January 24, 2023; Contact: Adam Zikri at adam@jubitz.org
War Prevention Initiative: Doomsday Clock shows the world closer to nuclear war – the time for denuclearization is now.
PORTLAND, OR The War Prevention Initiative is deeply concerned with the ever-growing, imminent threat of nuclear destruction on a global scale. According to world renowned scientists and experts of the Bulletin of Atomic Scientists, we are at the most dangerous moment in time since its Doomsday Clock was launched in 1947. In 2020, the clock moved from 2 minutes to midnight to a hundred seconds. With the Russian invasion of Ukraine (and Russia’s overt threats of deploying their nuclear arsenal on any nation[s] daring to intervene), rising tensions between North Korea, South Korea and the U.S., alongside further developments of nuclear-weapons programs by other nuclear capable states, the risk has never been greater. The clock has now been set with only 90 seconds to midnight— the closest humankind has been at the brink of a nuclear apocalypse. The people of the world must join the efforts to turn back the clock— there’s no time to waste. The Doomsday Clock must be the motivation for all people all over the world to rally behind the plan to prohibit, stigmatize and eliminate nuclear weapons through the Treaty on the Prohibition of Nuclear Weapons. The G7 meeting in Hiroshima set on May 19th, 2023 is a chance for national leaders of nuclear armed/endorsing states to prevent a global catastrophe. Anything less than a strategy and agreement to total denuclearization with all other nuclear-armed states will be unacceptable given the context that we would be facing if otherwise.
We are part of the International Campaign to Abolish Nuclear Weapons (ICAN) and together with our 650 partner organizations, governments, cities, parliamentarians, trade unions, faith-based communities, scientists, we have a strategy of global denuclearization of weapons in four steps:
- Prohibition:
In 2021, nuclear weapons became comprehensively illegal under international law through the entry into force of the UN Treaty on the Prohibition of Nuclear Weapons in 2021. Only two years later, 92 countries have signed the treaty and 68 have ratified it, and we are working to persuade the rest of the world to join them.
- Stigmatisation:
Following the prohibition, we are now developing a strong norm against nuclear weapons to make them as unacceptable as other banned weapons like land mines and cluster bombs. ICAN’s work to delegitimise these weapons has enabled and encouraged recent high-level statements condemning all nuclear threats from TPNW states parties, the G20, President Xi of China, Chancellor Scholz of Germany and NATO Secretary General Stoltenberg. What is needed now is for condemnation of threats to be followed by concrete steps to eliminating nuclear weapons.
- Negotiation:
Nuclear-armed states and their allies need to get round the table to discuss how they will disarm, now. It has been done before.
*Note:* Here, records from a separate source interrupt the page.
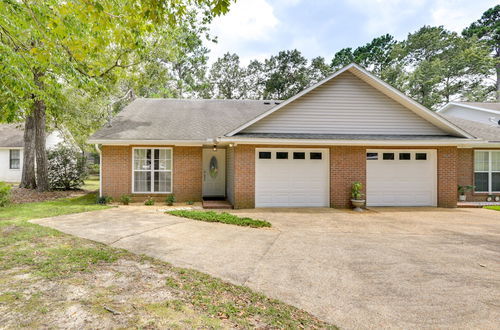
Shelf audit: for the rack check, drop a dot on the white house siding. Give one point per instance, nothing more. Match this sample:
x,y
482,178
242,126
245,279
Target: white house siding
x,y
6,174
230,175
345,105
471,114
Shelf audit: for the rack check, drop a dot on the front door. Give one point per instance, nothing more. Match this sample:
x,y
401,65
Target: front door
x,y
214,173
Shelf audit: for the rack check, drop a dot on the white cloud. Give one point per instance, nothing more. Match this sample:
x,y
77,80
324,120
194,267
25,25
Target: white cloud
x,y
247,21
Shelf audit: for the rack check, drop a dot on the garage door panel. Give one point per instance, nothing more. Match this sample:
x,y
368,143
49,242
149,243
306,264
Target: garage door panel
x,y
292,182
402,182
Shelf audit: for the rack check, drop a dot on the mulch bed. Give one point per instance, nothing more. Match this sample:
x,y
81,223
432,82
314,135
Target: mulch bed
x,y
21,195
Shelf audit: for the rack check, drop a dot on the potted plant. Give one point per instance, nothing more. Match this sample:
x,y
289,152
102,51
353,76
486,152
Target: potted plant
x,y
170,199
462,190
357,196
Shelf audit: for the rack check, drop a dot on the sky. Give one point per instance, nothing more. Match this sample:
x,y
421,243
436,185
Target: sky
x,y
256,29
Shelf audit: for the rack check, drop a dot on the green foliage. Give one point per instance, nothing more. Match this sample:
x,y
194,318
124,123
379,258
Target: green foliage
x,y
356,191
104,200
66,168
170,199
4,194
223,217
125,199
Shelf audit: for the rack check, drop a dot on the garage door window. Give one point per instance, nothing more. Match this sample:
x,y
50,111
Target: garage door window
x,y
299,155
404,156
265,155
487,171
388,156
421,156
282,155
316,155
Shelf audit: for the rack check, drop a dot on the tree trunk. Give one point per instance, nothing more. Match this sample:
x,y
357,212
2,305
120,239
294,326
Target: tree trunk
x,y
498,80
42,178
39,114
28,179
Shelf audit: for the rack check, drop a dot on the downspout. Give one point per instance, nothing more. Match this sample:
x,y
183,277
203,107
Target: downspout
x,y
100,168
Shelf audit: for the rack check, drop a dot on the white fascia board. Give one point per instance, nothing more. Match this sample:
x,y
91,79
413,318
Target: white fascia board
x,y
467,106
440,142
148,142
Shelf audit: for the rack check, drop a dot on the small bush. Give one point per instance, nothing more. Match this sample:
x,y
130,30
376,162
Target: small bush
x,y
66,168
125,199
103,200
170,200
4,194
211,216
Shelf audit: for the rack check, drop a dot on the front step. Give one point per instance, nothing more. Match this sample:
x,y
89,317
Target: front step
x,y
217,205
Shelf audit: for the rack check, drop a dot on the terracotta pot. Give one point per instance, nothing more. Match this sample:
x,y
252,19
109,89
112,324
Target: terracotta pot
x,y
358,204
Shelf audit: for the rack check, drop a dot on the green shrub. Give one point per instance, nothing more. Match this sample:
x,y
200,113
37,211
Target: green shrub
x,y
66,168
103,200
170,200
4,194
125,199
211,216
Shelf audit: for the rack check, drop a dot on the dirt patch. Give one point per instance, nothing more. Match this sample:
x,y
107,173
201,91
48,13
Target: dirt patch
x,y
21,195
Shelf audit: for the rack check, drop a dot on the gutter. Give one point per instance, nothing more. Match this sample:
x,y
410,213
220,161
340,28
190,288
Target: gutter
x,y
100,168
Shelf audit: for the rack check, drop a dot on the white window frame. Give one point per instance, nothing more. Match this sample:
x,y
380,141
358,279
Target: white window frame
x,y
152,171
490,172
10,160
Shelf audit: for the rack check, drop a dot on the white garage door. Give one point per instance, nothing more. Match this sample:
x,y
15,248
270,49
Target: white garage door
x,y
401,178
292,177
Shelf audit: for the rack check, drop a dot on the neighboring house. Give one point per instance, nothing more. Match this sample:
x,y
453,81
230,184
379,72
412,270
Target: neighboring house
x,y
11,150
481,112
303,152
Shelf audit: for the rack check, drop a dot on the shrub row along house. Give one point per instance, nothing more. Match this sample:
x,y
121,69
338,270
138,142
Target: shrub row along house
x,y
303,152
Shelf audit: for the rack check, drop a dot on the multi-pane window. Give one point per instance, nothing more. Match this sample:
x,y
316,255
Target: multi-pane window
x,y
152,170
14,159
487,171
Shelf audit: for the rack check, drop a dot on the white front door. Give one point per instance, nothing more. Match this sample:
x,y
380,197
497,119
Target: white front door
x,y
292,177
401,177
214,172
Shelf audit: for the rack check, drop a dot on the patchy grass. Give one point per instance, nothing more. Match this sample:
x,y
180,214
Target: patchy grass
x,y
92,183
52,280
211,216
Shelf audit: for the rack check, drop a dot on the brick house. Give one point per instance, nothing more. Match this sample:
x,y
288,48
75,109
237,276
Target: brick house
x,y
302,152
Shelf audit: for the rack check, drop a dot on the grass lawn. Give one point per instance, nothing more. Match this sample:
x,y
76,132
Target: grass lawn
x,y
92,183
211,216
52,280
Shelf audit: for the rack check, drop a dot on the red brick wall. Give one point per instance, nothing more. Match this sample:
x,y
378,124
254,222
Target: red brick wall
x,y
347,165
186,172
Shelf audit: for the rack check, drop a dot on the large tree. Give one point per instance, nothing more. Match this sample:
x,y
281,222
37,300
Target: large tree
x,y
48,46
487,29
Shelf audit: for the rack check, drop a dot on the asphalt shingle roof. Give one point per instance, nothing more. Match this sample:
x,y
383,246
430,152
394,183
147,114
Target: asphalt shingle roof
x,y
11,135
172,119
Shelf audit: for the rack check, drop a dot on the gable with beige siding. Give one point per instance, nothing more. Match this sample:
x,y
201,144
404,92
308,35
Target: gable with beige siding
x,y
345,105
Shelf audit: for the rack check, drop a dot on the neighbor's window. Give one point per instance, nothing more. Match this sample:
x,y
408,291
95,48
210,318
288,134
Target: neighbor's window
x,y
487,171
14,159
152,170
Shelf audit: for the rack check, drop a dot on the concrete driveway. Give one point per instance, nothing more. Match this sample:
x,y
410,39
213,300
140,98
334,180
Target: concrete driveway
x,y
387,268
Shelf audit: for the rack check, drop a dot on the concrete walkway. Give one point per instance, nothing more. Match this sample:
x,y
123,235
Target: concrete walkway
x,y
388,268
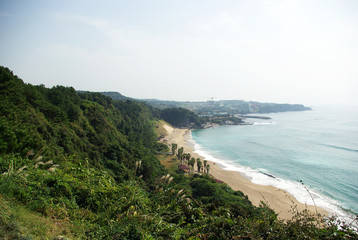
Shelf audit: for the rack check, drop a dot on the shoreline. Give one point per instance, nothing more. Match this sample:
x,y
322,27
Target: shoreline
x,y
277,199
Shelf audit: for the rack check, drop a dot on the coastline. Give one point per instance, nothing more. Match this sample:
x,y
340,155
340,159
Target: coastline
x,y
277,199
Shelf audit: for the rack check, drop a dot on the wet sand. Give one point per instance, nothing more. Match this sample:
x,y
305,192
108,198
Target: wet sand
x,y
278,200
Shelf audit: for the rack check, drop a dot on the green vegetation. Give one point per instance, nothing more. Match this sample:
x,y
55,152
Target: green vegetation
x,y
181,117
83,166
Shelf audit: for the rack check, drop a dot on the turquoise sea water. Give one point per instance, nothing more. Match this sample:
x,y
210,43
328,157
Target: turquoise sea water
x,y
319,147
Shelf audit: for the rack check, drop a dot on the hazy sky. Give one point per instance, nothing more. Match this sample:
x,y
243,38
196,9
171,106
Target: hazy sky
x,y
272,51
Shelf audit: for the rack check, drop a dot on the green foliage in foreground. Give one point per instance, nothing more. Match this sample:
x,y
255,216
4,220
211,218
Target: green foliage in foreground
x,y
82,166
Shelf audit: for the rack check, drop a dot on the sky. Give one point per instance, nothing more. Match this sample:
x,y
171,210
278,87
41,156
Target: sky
x,y
283,51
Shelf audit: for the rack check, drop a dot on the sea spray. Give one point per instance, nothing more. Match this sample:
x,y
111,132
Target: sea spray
x,y
293,147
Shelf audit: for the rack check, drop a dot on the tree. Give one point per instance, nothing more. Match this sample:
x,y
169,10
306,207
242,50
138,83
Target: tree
x,y
187,157
174,148
180,155
199,164
192,163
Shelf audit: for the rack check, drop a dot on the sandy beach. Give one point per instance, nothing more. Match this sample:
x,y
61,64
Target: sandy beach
x,y
279,200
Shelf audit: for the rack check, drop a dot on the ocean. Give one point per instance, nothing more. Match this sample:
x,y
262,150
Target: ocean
x,y
318,147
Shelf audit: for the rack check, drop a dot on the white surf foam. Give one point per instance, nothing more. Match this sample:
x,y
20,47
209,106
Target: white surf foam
x,y
300,192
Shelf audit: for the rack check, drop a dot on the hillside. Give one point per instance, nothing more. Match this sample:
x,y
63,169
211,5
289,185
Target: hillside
x,y
80,165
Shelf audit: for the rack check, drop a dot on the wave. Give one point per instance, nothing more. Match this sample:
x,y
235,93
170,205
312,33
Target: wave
x,y
263,123
302,193
340,148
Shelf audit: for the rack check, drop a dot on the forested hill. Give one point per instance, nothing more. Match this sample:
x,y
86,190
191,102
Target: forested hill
x,y
58,121
84,166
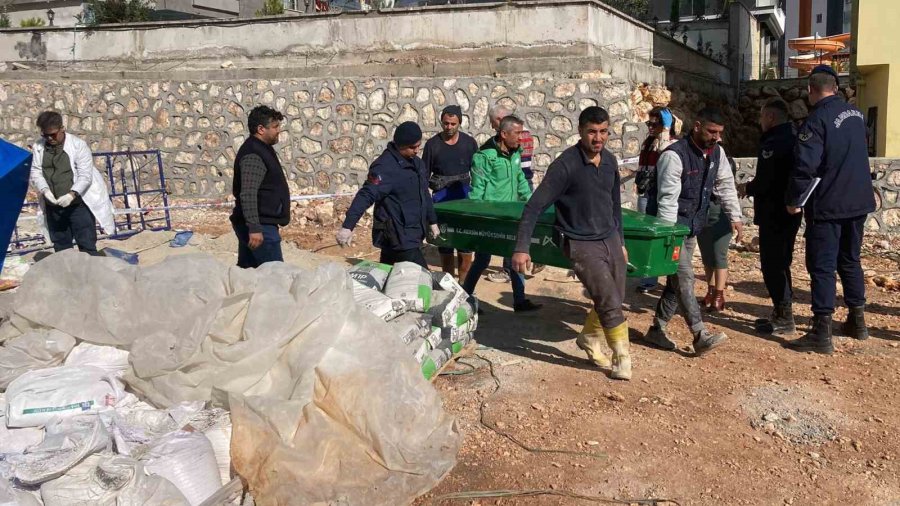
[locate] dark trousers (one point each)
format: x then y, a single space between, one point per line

After the Cuban missile crisis and the close calls in the early 1980s, we saw an international treaty to stop proliferation and action to reduce nuclear arsenals, through agreements like the Strategic Arms Reduction Treaties and unilateral disarmament measures by the U.S. and Russia. Now we need to finish the job. The TPNW provides a framework for new negotiations and the 2023 G7 leaders summit in Hiroshima provides the opportunity to kickstart that process.
- Elimination:
The final step is the elimination of nuclear arsenals. History demonstrates that reductions and elimination of different types of weapons has followed negotiations. The Treaty on the Prohibition of Nuclear Weapons provides a verifiable pathway for nuclear-armed states to eliminate their arsenals.
We, at War Prevention Initiative, strongly advocate for a total global disarmament of nuclear weapons. Those weapons are the pinnacle of a militarized security paradigm. Instead of providing security, they make everyone less secure by threatening all life on the planet. We stand firmly with ICAN and others whose ultimate goal is the abolition of nuclear weapons in the shared movement to end “the existential threat of nuclear weapons– before it ends us”.